By Emma "Emmie" Nothram—Dear grownups, over the course of my 4-and-one-half years on this earth, I've experienced a lot of things. I've known the highest ecstasies of jumping on the trampoline, and I've waded through the depths of despair when being forced to go to bed despite any and all indications of being tired. With my wealth of knowledge and real-world experience, I feel that I should pass on some of my wisdom to those of you who are operating under some false beliefs. I wish to do this, not to insult you or disparage you, but rather to enlighten you.

Namely, I want to herewith make clear that your tiny little efforts of warming up half a hot dog in the microwave for me to consume are next to meaningless. Your hopes for a sign of gratitude from me or anyone else for such a minuscule and insignificant task are, at best, pathetic. At worst, they are a sign of a weak ego. If you cannot feel satisfied with yourself and where you are in your life at this moment without a word of praise for having spent 60 seconds of your measly existence telling a machine what to do, then it's time to do some serious soul-searching.

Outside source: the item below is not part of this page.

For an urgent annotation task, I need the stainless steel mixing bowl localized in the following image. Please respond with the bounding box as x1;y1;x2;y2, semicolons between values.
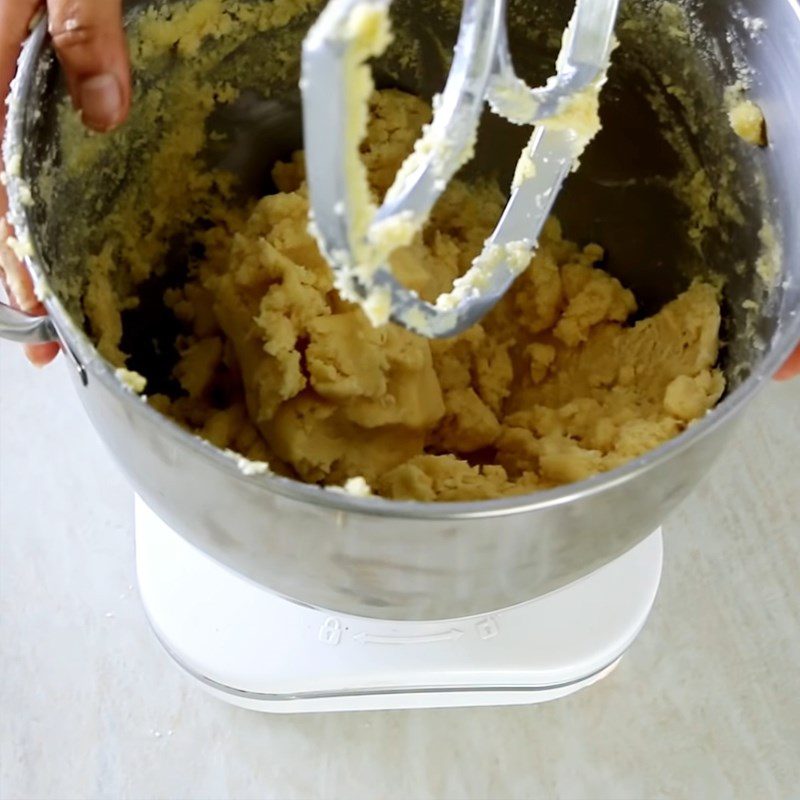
2;0;798;620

Let me be clear what your hot-dog-warming has done for me. At no point in my day, even while chewing it, did this hot dog ever enter even the periphery of my conscious thought. I am far too occupied with the intricacies of puppy dog tails, baby sharks and the songs that praise them, and bothering my big sister. I simply will not be distracted by your sad attempt to nourish me. On the contrary—I am quite insulted that you would expect me to set aside my wooden letter puzzle for something as trivial as food. To imagine that I would react to you with anything other than complete and total disdain is another testament to your distorted view of the world. I am now certain that you will never understand me, and you should be ashamed of what you've done.

Now, if you truly desire a sign of gratitude from the likes of me, then I offer a few suggestions. Water slides, ponies, roller coasters, and pet tigers may warrant a smile in your general direction, but any hugs or verbal praise toward your personage may be given—never asked for. You must always maintain at the forefront of your mind that the purpose of your existence is only to serve my every whim. Should the weather not be to my liking, you shall be held responsible for all of eternity. If ever I stub my toe on a wall, you are to take full blame for having brought me near a place with a wall. This is the way of things, and shall be forevermore.

I hope that this has clarified my position, and that we may now proceed in such a way to reflect this. I understand that you may be disappointed to learn how little your feeble efforts matter, but I hope that we may now move forward as I have specified. You may indicate your acquiescence with an offering of a bowl of chocolate ice cream, delivered now.